O avanço acelerado das tecnologias digitais tem remodelado a forma como vivemos, nos comunicamos e interagimos com o Estado. Essa transformação alcança o próprio núcleo da ordem constitucional, exigindo uma nova abordagem interpretativa, legislativa e institucional. Surge, assim, o Tecnoconstitucionalismo, conceito que representa a incorporação crítica dos impactos tecnológicos na proteção e aplicação dos direitos fundamentais. 

A Constituição, em sua função de limitar o poder e garantir direitos, vê-se tensionada por algoritmos opacos, big data, inteligência artificial e práticas de vigilância digital que desafiam os parâmetros tradicionais da legalidade, da proporcionalidade e da dignidade humana. 
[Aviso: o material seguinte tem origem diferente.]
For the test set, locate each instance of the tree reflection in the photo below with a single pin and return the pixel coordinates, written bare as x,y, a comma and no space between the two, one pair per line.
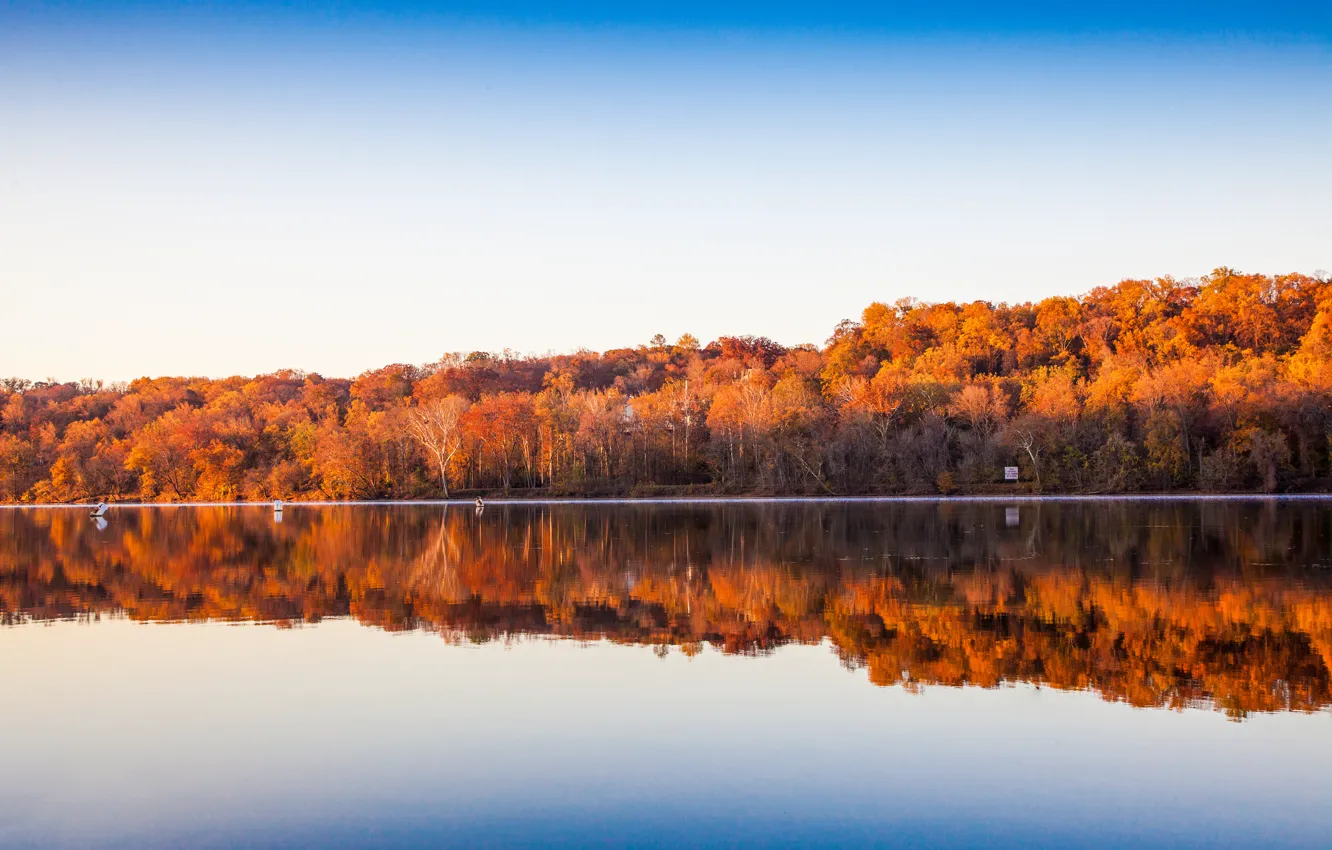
1167,604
Este artigo se propõe a investigar como o Tecno constitucionalismo pode oferecer respostas à crise de efetividade dos direitos na era digital, analisando jurisprudência relevante e propondo aperfeiçoamentos normativos e institucionais. 

TECNO CONSTITUCIONALISMO: DEFINIÇÃO E PRESSUPOSTOS

O Tecnoconstitucionalismo pode ser compreendido como uma nova vertente do pensamento jurídico que reconhece que o impacto das tecnologias digitais exige releitura dos princípios constitucionais, revisão das formas de controle do poder e novas garantias para os cidadãos. 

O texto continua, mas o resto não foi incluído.